Associated Press Release by Mary Campbell
Joseph, The Coat And The Amazing AndyNEW YORK:
When pop singer Andy Gibb was invited to play Joseph in "Joseph and the Amazing Technicolor Dreamcoat," he knew neither the Old Testament story about Joseph and his coat of many colors nor the Broadway show.
Told it was the first collaboration by composer Andrew Lloyd Webber and lyricist Tim Rice and where the story came from, Gibb didn’t think it was for him.
"It sounded kind of biblical,"Gibb says. "I didn’t know if I wanted to be in something like that. It was a big transition from being a rock singer to a biblical thing."
Gibb, now 24, is best known as a solo singer, whose three singing older brothers are the Bee Gees, short for Brothers Gibb. Andy Gibb has been moving into theater. He played Frederic in "The Pirates of Penzance" in Los Angeles and Toronto and acted in a movie made for cable TV and shown in early December, "Something’s Afoot."
After the "Joseph" offer last summer, he saw the show on a trip to New York from his newly purchased ranch in Malibu, California, and changed his tune immediately.
"I wanted to be in it," he says emphatically. "I just knew I wanted to do it, no doubt about that. It was so colorful. I wanted to be up on that stage."
Since "Joseph and the Amazing Technicolor Dreamcoat" is called a rock opera, the music didn’t call for "serious tenor singing," as Gibb had feared. Gibb performed the title role during November, the last month of the show’s national tour, in Philadelphia. Audiences were harder to win in Philadelphia, he says. On Broadway there has been a standing ovation nearly every night.
After he saw the show on Broadway he read - and enjoyed - Joseph’s story in the Bible. Now he’s pleased when people come backstage and call him Joseph.
Gibb couldn’t make his Broadway debut until he’d taken another first show-business step for which he as committed, acting in a movie made for cable TV. "Something’s Afoot," an Agatha Christie mystery starring Jean Stapleton, was shot in late September and early October in the Elgin Theater in Toronto.
He says, "They had a huge mansion built on stage" a six-ton set. We’d start every evening with a live audience. We kept stopping to get things right and they’d get bored and leave until in the end there was nobody in the audience at all."
Each night, cast members learned their lines for the next day. Gibb says, "Instead, I’d find myself slipping in the tape of the "Joseph" soundtrack. I loved the music."
Gibb has been sent a script for another cable TV movie and another Broadway show, neither of which he has read. He’s also hoping to be offered a part in a Hollywood film.
Gibb, who was 6 months old when his family moved to Australia in 1958, was 5 when the Bee Gees had their first hit record in Australia and 10 when they became internationally known. Barry Gibb, now 34 phoned baby brother Andy in Australia and invited him to join himself and the twins, Robin and Maurice, now 32, in Miami in 1976.

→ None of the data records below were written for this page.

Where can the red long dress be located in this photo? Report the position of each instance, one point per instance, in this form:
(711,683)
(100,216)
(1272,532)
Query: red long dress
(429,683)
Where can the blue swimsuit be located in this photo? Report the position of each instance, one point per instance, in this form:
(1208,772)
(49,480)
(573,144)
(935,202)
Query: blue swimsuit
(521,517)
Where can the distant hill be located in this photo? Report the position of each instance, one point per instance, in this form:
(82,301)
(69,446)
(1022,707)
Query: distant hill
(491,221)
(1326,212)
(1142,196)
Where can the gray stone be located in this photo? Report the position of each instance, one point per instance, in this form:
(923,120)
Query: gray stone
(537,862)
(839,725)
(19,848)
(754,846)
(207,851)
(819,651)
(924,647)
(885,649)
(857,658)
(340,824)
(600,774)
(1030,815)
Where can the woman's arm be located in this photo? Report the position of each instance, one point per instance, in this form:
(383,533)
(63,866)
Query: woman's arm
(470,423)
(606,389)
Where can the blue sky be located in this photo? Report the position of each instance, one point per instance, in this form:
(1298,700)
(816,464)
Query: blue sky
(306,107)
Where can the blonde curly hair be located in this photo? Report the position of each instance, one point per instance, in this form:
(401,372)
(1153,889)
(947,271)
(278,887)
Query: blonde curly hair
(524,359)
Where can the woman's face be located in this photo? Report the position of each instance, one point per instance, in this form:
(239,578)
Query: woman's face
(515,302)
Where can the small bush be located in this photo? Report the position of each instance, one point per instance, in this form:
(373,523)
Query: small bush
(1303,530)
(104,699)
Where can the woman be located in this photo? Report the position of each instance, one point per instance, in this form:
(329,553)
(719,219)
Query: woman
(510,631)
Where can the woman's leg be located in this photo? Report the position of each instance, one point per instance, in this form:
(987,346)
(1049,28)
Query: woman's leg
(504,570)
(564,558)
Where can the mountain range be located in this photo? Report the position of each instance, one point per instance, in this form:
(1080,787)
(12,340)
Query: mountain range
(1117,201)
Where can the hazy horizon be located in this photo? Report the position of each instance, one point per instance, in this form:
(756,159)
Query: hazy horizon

Andy Gibb did. He made a record which came out in 1977, two of its songs becoming hits, "I Just Want To Be Your Everything," and "(Love Is) Thicker Than Water." An album in 1978 produced his biggest hit of all "Shadow Dancing" plus "Everlasting Love." He had one hit record in 1979 "Our Love (Don’t Throw It All Away)."
After "Joseph", Gibb wants to make another album, writing most of the songs himself. Some of his hits were written with his brothers or for him by his brothers. His last singing tour was in 1978 and he’d like to do that again, too. "I miss performing in front of my fans, singing my own hits and stuff," he says.